I believe these history journal editors are guilty of either a gross distortion for their own benefit, or crass ignorance on the matter of Creative Commons licensing. Openness cannot just refer to price; the ability to re-use material is crucial. Their conflation of "plagiarism" with a CC license, however, is totally unacceptable. Plagiarism is passing off somebody else's work as your own, without being credited. Any creative commons license requires attribution, but the editors here act as if "crediting" is some practice of which we remain unsure. Crediting is merely citation; we do it already. From these statements, these journal editors are either duplicitous or incompetent in my view and, quite frankly, are doing a great disservice to the field.

There's a further few thoughts that have struck me since then. Plagiarism is not a legal term that has any bearing upon licensing; it is a term from within the academy. In this case, copyright infringement would be unlikely; after all, the point of a CC license is to facilitate sharing. Plagiarism, conversely, could happen, but this would be nothing to do with a CC-BY license; it is a matter for the academic and their institution. This is why my "crediting is citation" aspect can hold true. We know how it will be credited in the academy because an academic who did not would lose their post.

Secondly, do these editors have any idea of the reach of a niche journal article in the humanities? It's tiny! Far from banging on about how terrible it is that people can use this material they should instead be more worried about the fact that hardly anybody reads this stuff. Quite frankly, they should be more concerned about being ignored. If somebody commercially uses work, done by an academic, for which the publisher paid them nothing, the academics themselves have lost nothing. Instead, society has gained by the use of RCUK-funded (or institutionally supported) material. We could also have good faith that people will cite properly, even in the commercial field, or that the CC license will be upheld in law to a satisfactory degree. After all, this has worked for CopyLeft licenses, such as the GPL. (This sentence originally erroneously read "After all, this has worked for CopyLeft licenses, such as the GPL". It was modified on Friday December 23rd at 08:32am as only ShareAlike CC licences are CopyLeft. Thanks to Mike Taylor for pointing this out.)

Thirdly, the idea that (especially in the humanities) academics' work will be exploited, except by the publisher, is ridiculous. They cry: "we do not want our authors to have to sign away their rights in order to publish with us". So, I assume, none of these journals requires a copyright transfer? You offer totally permissive licensing? If not, then I call hypocrisy. "Copyright: Authors will be required to assign copyright to the Economic History Society.
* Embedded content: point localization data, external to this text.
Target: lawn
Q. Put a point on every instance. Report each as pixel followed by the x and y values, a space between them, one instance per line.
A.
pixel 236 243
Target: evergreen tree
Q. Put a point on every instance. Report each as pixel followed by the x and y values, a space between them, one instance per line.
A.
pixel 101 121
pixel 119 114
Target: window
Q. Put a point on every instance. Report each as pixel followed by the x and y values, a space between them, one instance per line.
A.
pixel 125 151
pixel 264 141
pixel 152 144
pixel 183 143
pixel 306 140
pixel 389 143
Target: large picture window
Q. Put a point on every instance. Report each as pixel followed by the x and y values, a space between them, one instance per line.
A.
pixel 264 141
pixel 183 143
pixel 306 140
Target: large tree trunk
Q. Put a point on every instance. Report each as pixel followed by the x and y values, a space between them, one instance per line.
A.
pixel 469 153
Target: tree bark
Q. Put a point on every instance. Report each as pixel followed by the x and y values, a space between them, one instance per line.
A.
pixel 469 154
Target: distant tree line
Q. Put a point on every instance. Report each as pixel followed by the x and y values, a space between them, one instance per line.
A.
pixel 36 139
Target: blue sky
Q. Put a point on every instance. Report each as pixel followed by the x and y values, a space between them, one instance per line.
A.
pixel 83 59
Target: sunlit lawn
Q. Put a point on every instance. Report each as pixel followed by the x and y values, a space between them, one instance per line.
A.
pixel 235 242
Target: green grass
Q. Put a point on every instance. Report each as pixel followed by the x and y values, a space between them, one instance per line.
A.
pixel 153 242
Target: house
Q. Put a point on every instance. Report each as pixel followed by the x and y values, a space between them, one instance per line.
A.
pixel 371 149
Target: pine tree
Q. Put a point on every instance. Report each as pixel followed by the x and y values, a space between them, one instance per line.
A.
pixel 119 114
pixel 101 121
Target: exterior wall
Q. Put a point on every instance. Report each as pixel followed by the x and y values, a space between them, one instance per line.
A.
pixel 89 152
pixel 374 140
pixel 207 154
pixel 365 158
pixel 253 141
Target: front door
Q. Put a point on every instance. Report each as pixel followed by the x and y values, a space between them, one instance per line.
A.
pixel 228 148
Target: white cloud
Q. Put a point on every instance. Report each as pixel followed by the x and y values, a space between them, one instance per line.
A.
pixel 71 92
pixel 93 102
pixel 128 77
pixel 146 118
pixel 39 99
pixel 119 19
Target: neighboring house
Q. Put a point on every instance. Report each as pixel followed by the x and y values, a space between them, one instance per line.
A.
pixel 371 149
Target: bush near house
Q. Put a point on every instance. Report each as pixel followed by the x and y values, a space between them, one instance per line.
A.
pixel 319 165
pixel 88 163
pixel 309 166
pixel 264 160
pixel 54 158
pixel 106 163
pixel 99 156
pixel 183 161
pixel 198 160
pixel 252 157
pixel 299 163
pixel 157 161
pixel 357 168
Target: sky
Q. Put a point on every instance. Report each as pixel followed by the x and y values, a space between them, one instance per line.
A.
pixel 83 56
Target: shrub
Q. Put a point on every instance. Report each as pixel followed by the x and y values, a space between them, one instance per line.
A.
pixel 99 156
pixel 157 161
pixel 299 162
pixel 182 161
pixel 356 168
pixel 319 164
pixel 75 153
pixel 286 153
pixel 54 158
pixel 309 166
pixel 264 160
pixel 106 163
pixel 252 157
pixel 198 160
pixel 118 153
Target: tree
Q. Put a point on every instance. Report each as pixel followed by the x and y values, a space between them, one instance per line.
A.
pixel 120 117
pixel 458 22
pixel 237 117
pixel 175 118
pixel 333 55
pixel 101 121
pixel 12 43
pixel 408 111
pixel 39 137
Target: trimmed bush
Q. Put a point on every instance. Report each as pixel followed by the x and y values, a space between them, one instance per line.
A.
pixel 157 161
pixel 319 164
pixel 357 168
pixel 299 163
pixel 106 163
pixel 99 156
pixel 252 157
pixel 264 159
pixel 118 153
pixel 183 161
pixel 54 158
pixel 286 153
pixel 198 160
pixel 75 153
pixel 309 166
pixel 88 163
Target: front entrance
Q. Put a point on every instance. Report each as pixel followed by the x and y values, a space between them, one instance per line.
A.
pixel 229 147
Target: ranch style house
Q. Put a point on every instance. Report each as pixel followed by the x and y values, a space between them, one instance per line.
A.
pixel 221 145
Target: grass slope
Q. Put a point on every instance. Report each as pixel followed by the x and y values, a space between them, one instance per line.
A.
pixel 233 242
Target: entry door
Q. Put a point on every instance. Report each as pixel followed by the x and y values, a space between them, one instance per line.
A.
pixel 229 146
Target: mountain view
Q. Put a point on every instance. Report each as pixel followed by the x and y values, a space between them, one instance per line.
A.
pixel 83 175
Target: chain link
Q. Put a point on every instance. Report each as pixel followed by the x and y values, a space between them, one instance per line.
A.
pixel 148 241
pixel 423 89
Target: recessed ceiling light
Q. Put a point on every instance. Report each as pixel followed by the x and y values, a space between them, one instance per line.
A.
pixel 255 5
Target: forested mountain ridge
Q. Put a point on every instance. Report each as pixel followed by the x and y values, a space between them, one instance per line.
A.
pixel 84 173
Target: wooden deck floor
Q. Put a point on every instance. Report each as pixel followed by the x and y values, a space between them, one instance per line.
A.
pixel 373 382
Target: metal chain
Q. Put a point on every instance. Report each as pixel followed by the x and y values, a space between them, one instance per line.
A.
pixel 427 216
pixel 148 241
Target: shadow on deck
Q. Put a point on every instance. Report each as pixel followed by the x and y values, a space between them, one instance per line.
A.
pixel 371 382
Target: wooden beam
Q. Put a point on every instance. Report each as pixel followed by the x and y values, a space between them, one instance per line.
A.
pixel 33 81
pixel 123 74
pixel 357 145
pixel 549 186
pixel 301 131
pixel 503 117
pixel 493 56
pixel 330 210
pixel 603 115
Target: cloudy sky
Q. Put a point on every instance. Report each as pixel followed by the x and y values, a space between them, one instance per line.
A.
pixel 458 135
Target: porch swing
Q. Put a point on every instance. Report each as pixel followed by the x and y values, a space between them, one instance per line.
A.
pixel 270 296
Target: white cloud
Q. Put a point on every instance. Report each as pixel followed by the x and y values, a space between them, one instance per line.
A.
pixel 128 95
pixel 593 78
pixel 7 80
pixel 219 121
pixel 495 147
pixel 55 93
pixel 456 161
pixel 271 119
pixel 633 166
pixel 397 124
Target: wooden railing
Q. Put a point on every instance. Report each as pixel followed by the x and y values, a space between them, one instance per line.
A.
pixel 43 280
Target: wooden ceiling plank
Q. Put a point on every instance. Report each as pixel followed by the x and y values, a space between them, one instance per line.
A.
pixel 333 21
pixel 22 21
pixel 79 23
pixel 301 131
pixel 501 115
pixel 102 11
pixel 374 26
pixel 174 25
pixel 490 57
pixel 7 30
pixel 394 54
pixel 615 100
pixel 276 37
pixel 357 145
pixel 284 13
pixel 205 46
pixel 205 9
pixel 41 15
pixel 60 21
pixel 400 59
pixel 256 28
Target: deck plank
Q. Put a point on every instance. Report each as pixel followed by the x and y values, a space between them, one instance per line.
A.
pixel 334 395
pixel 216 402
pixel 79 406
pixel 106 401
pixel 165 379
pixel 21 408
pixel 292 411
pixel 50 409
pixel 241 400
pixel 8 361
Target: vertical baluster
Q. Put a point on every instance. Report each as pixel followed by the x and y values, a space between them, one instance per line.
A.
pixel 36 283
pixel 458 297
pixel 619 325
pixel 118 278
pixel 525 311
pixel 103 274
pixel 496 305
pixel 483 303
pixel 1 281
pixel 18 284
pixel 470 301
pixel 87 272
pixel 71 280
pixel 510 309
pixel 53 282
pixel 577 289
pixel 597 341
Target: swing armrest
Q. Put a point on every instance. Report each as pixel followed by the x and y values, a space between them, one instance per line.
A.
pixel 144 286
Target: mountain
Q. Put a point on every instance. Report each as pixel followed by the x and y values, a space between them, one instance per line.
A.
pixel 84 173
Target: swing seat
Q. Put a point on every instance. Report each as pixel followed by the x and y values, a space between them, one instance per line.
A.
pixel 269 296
Copyright assignment is a condition of publication and papers will not be passed to the publisher for production unless copyright has been assigned." All publishers want authors to sign over their copyright, nominally to protect the interests of their authors. The actual effect is always, though, that authors' rights are eroded so that publishers can continue their commercial exploitation, the only form of exploitation that they fail to mention.
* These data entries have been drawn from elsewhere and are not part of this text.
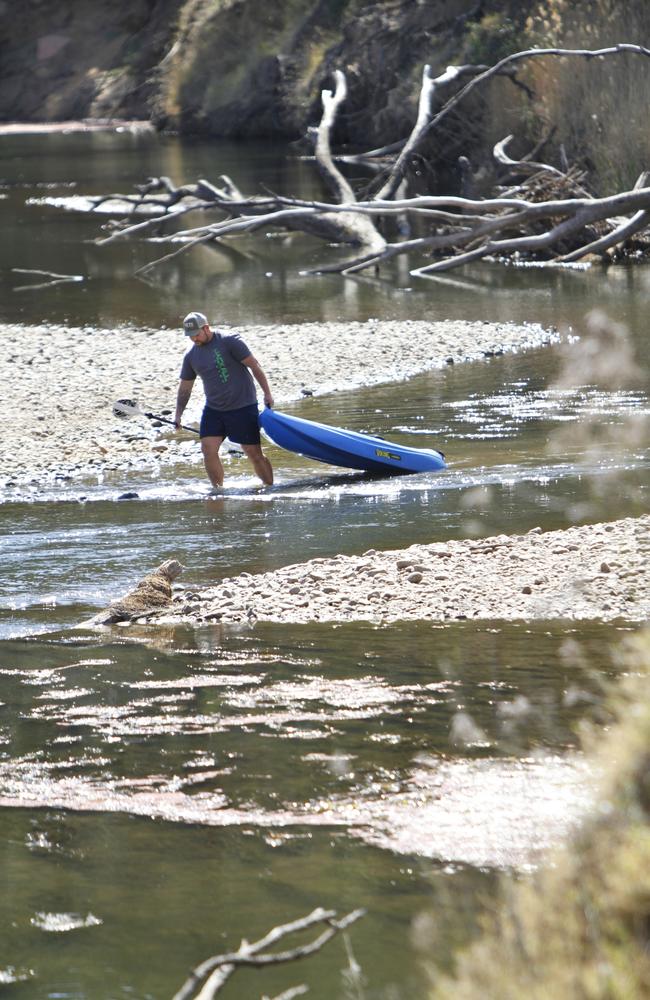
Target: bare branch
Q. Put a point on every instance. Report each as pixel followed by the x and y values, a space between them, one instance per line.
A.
pixel 220 967
pixel 507 61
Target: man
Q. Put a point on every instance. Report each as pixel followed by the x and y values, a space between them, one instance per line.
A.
pixel 225 366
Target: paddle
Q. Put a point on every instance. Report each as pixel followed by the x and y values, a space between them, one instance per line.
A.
pixel 128 408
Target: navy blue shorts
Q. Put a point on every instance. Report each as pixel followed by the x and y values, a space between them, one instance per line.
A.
pixel 242 426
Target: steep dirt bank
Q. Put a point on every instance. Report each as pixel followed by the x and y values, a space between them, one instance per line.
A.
pixel 239 68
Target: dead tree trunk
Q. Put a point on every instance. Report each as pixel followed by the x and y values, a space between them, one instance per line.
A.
pixel 548 214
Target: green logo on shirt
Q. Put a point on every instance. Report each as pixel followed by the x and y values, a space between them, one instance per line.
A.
pixel 220 365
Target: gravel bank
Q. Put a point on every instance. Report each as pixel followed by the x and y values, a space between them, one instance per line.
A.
pixel 593 571
pixel 57 419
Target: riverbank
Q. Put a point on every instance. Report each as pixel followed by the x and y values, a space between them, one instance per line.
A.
pixel 57 420
pixel 596 571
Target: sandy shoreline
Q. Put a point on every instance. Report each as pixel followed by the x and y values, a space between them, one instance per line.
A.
pixel 595 571
pixel 57 419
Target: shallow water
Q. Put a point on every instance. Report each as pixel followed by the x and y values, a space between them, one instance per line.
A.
pixel 167 791
pixel 196 786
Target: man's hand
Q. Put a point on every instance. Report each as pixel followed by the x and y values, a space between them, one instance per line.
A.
pixel 182 399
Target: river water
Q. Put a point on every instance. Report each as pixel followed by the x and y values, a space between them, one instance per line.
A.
pixel 168 791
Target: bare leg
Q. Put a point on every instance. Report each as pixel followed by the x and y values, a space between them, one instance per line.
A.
pixel 260 462
pixel 210 448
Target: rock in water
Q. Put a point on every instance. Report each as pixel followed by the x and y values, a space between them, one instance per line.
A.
pixel 152 593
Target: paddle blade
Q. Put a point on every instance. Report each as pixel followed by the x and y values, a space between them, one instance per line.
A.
pixel 126 408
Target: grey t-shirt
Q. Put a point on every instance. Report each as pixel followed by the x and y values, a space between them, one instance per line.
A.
pixel 227 383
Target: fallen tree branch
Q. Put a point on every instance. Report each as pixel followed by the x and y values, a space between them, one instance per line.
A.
pixel 220 968
pixel 498 68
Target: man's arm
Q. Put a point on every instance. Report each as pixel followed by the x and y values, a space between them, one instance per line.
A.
pixel 183 397
pixel 260 378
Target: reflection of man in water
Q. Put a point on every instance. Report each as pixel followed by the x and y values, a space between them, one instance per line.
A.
pixel 225 366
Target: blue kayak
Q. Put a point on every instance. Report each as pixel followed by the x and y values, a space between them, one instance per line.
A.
pixel 350 449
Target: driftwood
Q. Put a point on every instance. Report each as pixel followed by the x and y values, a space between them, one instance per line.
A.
pixel 207 979
pixel 546 213
pixel 152 593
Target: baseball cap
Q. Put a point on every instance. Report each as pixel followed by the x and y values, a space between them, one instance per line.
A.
pixel 193 323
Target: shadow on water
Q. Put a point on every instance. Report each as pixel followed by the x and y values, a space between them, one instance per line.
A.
pixel 169 791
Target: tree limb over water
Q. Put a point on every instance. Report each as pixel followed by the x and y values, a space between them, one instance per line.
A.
pixel 207 979
pixel 545 213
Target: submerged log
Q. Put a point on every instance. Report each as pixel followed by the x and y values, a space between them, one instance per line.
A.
pixel 548 215
pixel 152 593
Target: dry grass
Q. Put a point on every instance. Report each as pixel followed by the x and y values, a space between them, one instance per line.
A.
pixel 581 927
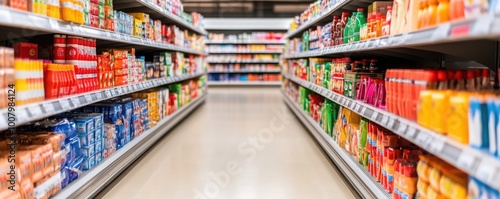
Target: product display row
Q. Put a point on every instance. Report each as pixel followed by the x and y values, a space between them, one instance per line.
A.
pixel 53 152
pixel 402 168
pixel 253 36
pixel 242 58
pixel 243 77
pixel 244 48
pixel 71 65
pixel 244 67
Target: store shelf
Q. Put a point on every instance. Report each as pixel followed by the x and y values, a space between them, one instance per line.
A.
pixel 246 62
pixel 327 15
pixel 474 162
pixel 245 42
pixel 244 83
pixel 42 25
pixel 91 182
pixel 246 71
pixel 33 112
pixel 244 52
pixel 155 12
pixel 359 177
pixel 483 27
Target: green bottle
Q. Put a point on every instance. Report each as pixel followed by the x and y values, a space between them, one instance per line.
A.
pixel 360 21
pixel 347 30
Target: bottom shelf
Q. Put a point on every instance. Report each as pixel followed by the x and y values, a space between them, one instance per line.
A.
pixel 242 83
pixel 91 182
pixel 358 176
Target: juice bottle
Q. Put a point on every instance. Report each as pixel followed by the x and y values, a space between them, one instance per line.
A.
pixel 432 12
pixel 360 21
pixel 443 11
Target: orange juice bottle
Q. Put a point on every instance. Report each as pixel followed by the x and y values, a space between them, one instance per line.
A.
pixel 443 11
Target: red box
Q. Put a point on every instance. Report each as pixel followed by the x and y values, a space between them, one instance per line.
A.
pixel 26 50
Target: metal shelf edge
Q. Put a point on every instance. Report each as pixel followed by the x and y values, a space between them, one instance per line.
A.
pixel 94 180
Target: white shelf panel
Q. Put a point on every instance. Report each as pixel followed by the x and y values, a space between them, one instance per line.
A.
pixel 171 17
pixel 324 15
pixel 245 61
pixel 483 27
pixel 459 155
pixel 29 21
pixel 36 111
pixel 245 42
pixel 90 182
pixel 244 83
pixel 245 71
pixel 361 180
pixel 244 52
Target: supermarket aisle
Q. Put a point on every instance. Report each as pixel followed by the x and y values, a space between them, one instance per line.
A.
pixel 217 153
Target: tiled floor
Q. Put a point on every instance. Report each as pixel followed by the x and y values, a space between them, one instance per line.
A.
pixel 242 143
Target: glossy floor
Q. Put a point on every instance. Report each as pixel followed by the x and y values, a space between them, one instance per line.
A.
pixel 242 143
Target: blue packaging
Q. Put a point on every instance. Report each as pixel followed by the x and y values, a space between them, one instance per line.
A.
pixel 98 157
pixel 88 151
pixel 88 163
pixel 84 125
pixel 98 146
pixel 493 106
pixel 478 123
pixel 87 139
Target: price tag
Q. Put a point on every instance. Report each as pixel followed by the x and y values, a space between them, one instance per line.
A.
pixel 75 101
pixel 441 32
pixel 22 116
pixel 384 120
pixel 466 160
pixel 54 24
pixel 486 170
pixel 108 93
pixel 64 104
pixel 374 115
pixel 98 95
pixel 48 107
pixel 35 111
pixel 88 98
pixel 411 132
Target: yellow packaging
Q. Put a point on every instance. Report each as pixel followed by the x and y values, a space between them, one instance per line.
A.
pixel 424 108
pixel 141 16
pixel 457 121
pixel 440 110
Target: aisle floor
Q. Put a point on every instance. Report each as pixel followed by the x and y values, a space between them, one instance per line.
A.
pixel 242 143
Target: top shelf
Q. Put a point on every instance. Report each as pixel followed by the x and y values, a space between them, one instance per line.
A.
pixel 156 13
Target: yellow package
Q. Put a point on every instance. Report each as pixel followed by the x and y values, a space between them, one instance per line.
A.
pixel 440 110
pixel 457 120
pixel 424 108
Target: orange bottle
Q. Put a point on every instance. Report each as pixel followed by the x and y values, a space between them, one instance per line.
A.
pixel 443 11
pixel 432 12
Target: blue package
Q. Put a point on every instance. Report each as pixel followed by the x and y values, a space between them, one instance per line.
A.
pixel 84 124
pixel 88 151
pixel 88 163
pixel 478 123
pixel 75 169
pixel 87 139
pixel 98 146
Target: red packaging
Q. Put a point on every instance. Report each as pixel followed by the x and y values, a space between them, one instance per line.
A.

Fourthly, and this is extremely important, the bounds of CC-BY-NC licenses are unclear. Universities seem to me to be commercial entities. Publishers also seem to be commercial entities. This will mean that they cannot reuse this material. The bounds of "commercial" use are not delineated as clearly as is made out here and is extremely problematic for the all-but now privatised university.

Finally, in light of the above statements and the casual conflation of "plagiarism" with "CC-BY" that this piece enacts, I believe these editors to be either distorting the truth or ignorant. In either case, I think that they are incompetent because the damage that this kind of statement does cannot be underestimated. The Creative Commons licenses are Very Good Things (TM), but for those first encountering them now they will seem tarnished and that is why I feel they have done a great disservice to the field.